Efectivamente, resulta do artigo 349º que presunções são as ilações que a lei ou o julgador tira dum facto conhecido para firmar um facto desconhecido, meio de prova que só é admitido nos casos e termos em que é admitida a prova testemunhal (artigo 351º) e que inspirando-se nas máximas da experiência, nos juízos correntes de probabilidade, nos princípios da lógica ou nos próprios dados da intuição humana[6], traduzem-se em juízos de valor formulados perante os factos provados, pelo que se referem ao julgamento da matéria de facto, conforme se concluiu no acórdão deste Supremo Tribunal de 7/4/2011, processo nº 1180/07.0TTPNF.P1.S1.

Ora, a recorrente não impugna a matéria de facto.

De qualquer modo, não compete ao Supremo Tribunal de Justiça extrair ilações da matéria de facto, mas sim aplicar definitivamente o regime jurídico que julgue adequado aos factos materiais fixados pelo tribunal recorrido, conforme resulta dos artigos 729º, nº 1 do CPC e 87º, nº 2 do CPT.

Por tudo o exposto e improcedendo todas as conclusões da recorrente, resta-nos confirmar o julgado.

4---

Termos em que se acorda em negar a revista.

          

Custas a cargo da recorrente.         

Lisboa, 16 de Novembro de 2011       

Gonçalves Rocha (Relator)

Sampaio Gomes

Pereira Rodrigues

________________________

[1] Entrou em vigor em 1 de Dezembro de 2003, conforme resulta do n.º 1 do artigo 3.º da Lei n.º 99/2003.
[2]             Artº 44º
            ‘No trabalho em cima de telhados que ofereçam perigo pela inclinação, natureza ou estado da sua superfície, ou por efeito de condições atmosféricas, tomar-se-ão especiais medidas de segurança, tais como, a utilização de guarda-corpos, plataformas de trabalho, escadas de telhador e tábuas de rojo.
                § 1º. As plataformas terão a largura mínima de 0,40 m e serão suportadas com toda a segurança.
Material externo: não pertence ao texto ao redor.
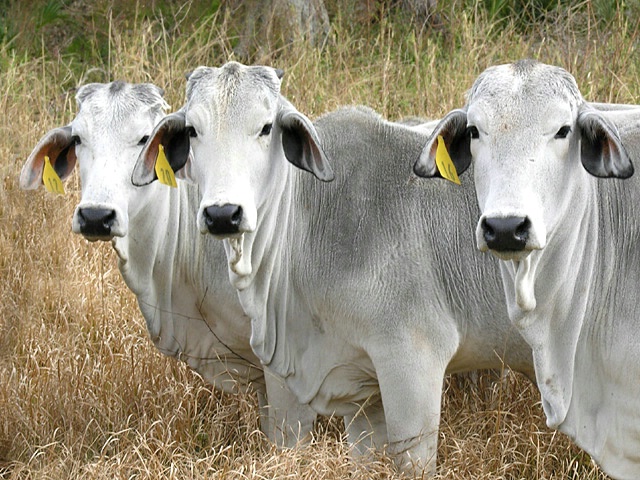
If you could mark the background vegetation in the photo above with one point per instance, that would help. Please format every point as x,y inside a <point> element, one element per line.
<point>84,393</point>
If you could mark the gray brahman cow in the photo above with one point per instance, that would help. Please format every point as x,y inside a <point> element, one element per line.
<point>178,276</point>
<point>349,303</point>
<point>568,240</point>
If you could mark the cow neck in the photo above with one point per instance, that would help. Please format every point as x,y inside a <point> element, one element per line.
<point>263,290</point>
<point>153,227</point>
<point>560,279</point>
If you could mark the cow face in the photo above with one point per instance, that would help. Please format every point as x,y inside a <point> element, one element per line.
<point>112,125</point>
<point>241,132</point>
<point>532,139</point>
<point>533,142</point>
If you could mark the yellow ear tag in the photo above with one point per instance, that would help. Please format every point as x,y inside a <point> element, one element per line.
<point>51,179</point>
<point>164,170</point>
<point>445,166</point>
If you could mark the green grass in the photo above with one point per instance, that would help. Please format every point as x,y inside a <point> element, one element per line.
<point>84,393</point>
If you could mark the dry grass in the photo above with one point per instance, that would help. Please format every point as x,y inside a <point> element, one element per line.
<point>85,394</point>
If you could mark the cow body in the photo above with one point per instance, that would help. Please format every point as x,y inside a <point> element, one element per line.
<point>179,277</point>
<point>568,243</point>
<point>350,302</point>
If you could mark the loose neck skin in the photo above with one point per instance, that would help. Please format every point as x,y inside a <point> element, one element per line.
<point>265,251</point>
<point>583,328</point>
<point>559,276</point>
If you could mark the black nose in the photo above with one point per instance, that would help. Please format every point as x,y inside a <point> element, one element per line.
<point>223,220</point>
<point>96,222</point>
<point>506,233</point>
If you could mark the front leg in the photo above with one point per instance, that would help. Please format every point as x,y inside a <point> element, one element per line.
<point>288,421</point>
<point>367,429</point>
<point>411,387</point>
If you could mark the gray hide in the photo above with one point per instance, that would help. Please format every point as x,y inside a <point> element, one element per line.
<point>365,291</point>
<point>572,283</point>
<point>178,276</point>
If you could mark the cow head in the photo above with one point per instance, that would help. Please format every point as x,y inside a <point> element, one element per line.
<point>533,140</point>
<point>240,131</point>
<point>105,138</point>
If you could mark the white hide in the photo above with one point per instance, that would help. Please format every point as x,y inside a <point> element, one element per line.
<point>178,276</point>
<point>357,297</point>
<point>572,291</point>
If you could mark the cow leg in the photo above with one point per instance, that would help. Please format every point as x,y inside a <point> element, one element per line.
<point>411,388</point>
<point>367,430</point>
<point>289,422</point>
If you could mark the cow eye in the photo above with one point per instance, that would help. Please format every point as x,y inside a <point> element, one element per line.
<point>266,130</point>
<point>563,132</point>
<point>473,132</point>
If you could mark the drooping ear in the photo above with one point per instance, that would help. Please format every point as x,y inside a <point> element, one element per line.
<point>453,128</point>
<point>601,150</point>
<point>59,145</point>
<point>301,144</point>
<point>172,133</point>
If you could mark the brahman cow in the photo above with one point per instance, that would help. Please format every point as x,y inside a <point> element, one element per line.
<point>568,240</point>
<point>350,302</point>
<point>178,276</point>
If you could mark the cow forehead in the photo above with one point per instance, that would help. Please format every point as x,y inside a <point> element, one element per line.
<point>118,103</point>
<point>232,91</point>
<point>117,108</point>
<point>526,93</point>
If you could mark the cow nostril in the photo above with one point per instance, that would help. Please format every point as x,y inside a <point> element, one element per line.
<point>236,218</point>
<point>489,232</point>
<point>96,222</point>
<point>506,233</point>
<point>522,230</point>
<point>223,219</point>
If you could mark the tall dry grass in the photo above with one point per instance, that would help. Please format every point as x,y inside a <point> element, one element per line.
<point>84,394</point>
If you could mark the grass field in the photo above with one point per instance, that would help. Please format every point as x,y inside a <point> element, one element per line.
<point>84,394</point>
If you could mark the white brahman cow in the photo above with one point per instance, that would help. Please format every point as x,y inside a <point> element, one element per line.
<point>178,276</point>
<point>348,302</point>
<point>569,242</point>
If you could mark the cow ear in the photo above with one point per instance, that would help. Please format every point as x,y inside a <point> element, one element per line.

As escadas de telhador e as tábuas de rojo serão afixadas solidamente
                § 2º Se as soluções indicadas no corpo do artigo não forem praticáveis, os operários utilizarão cintos de segurança providos de cordas que lhe permitam prender-se a um ponto resistente da construção.’  

[3]    Diploma que procedeu à revisão da regulamentação das condições de segurança e de saúde no trabalho em estaleiros temporários ou móveis, constante do Dec.-Lei nº 155/95, de 1/7, mantendo as prescrições mínimas de segurança e saúde no trabalho estabelecidas pela Directiva nº 92/57/CEE, do Conselho, de 24/6.

[4] Neste sentido os acórdãos do STJ de 18/4/2007, proferido no processo nº 52/2007 e de 25.11.2010, proferido no processo 710/04.3TUGMR.P1.S1, ambos desta 4ª Secção, www.dgsi.pt.

[5]    Art.º 11º


      Quedas em altura

      1. Sempre que haja riscos de quedas em altura, devem ser tomadas medidas de protecção colectiva adequadas e eficazes ou, na impossibilidade destas, de protecção individual, de acordo com a legislação aplicável, nomeadamente o Regulamento de Segurança no Trabalho da Construção Civil.

      2. Quando, por razões técnicas, as medidas de protecção colectiva forem inviáveis ou ineficazes, devem ser adoptadas medidas complementares de protecção individual, de acordo com a legislação aplicável.

[6] Pires de Lima e Antunes Varela, Código Civil anotado, I volume, 1967, pgª 228.